It’s interesting times, to say the least, when politicians very much of one stripe take on the spots of the opposition. That this is happening at two levels of government in Ontario, in ways hardly to be imagined only a year ago, is even more surprising.
The switcheroo isn’t being advertised, as that sort of thing can be highly detrimental to a politician’s health. But the results are becoming more apparent by the day. At Queen’s Park, Liberal premier Dalton McGuinty is taking on one of his core constituencies, the province’s powerful teachers’ unions. Facing a deficit that is now more than $15 billion, McGuinty’s minority government has been signalling for months that it’s willing to take on public-sector unions in an effort to close the budget gap. The “education” premier, who boosted education spending by 30% after taking over from the machete-wielding Conservatives in 2003, reached deals in August with the Catholic teachers unions that will see two-year wage freezes and sharp reductions in sick day provisions.

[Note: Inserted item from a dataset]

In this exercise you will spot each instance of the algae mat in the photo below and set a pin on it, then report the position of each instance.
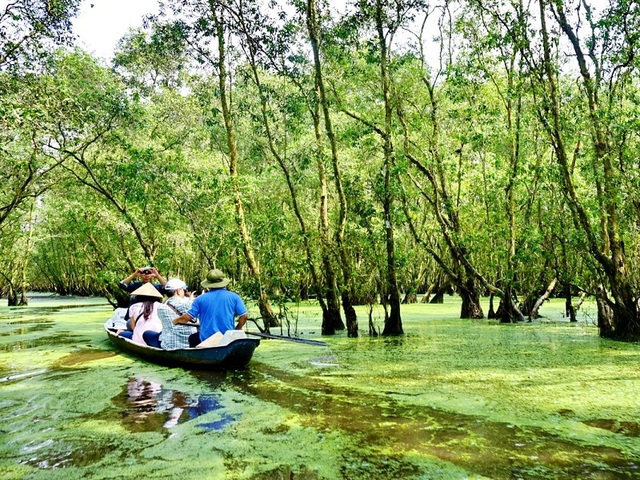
(451, 399)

Now, McGuinty must wrestle a much tougher opponent to the ground – the mainstream teachers unions, which have walked out illegally in the past to make their point. And this is with the provincial NDP holding the balance of power, a factor that could trigger a general election.
Then, there is Toronto mayor Rob Ford, an individual of such astonishing political conviction (hard to the right) that he is willing to lose one key vote after another at city council rather than bend even slightly to the will of the majority. Ford’s message is extremely simple and boils down to: cut, cut, cut. The city is far from broke, but Ford has consistently maintained that it is bleeding red ink – mostly, he says, because of virtually irrelevant amounts spent on things he views as “gravy.” Examples include libraries, daycare spaces and bus routes.
But, in early August, the beleaguered Ford used a photo op to show that even tough guys can bend. The mayor gamely climbed to the top of a children’s, spidery rope climber in an innovative new park that is as far from his suburban hinterland as it’s possible to be: the new Underpass Park beneath a gigantic on-ramp to the Don Valley Parkway. Ford, who has been sharply critical of spending by Waterfront Toronto – which made the park happen – expressed surprise at making it to the top, then remarked: “This is great, actually.”
Wow.
Perhaps what’s most remarkable about this kind of shape-shifting, on the part of both McGuinty and Ford, is that these politicians are coming from opposite ends of the political divide. Yet, both appear to be driven by the same thing – big doses of reality. McGuinty knows that Ontarians are fed up with the yawning gap between the public-sector’s salaries, benefits and job security and a private sector in which the majority of employees are not unionized and have no company pension at all. Ford faces an electorate that also wants fiscal prudence but not of the knee-jerk, mindlessly inflexible kind that barely touches the bottom line while eroding basic civic values.
This all sounds a lot like people who might be willing to climb down a bit, as it were, and consider the public good above all.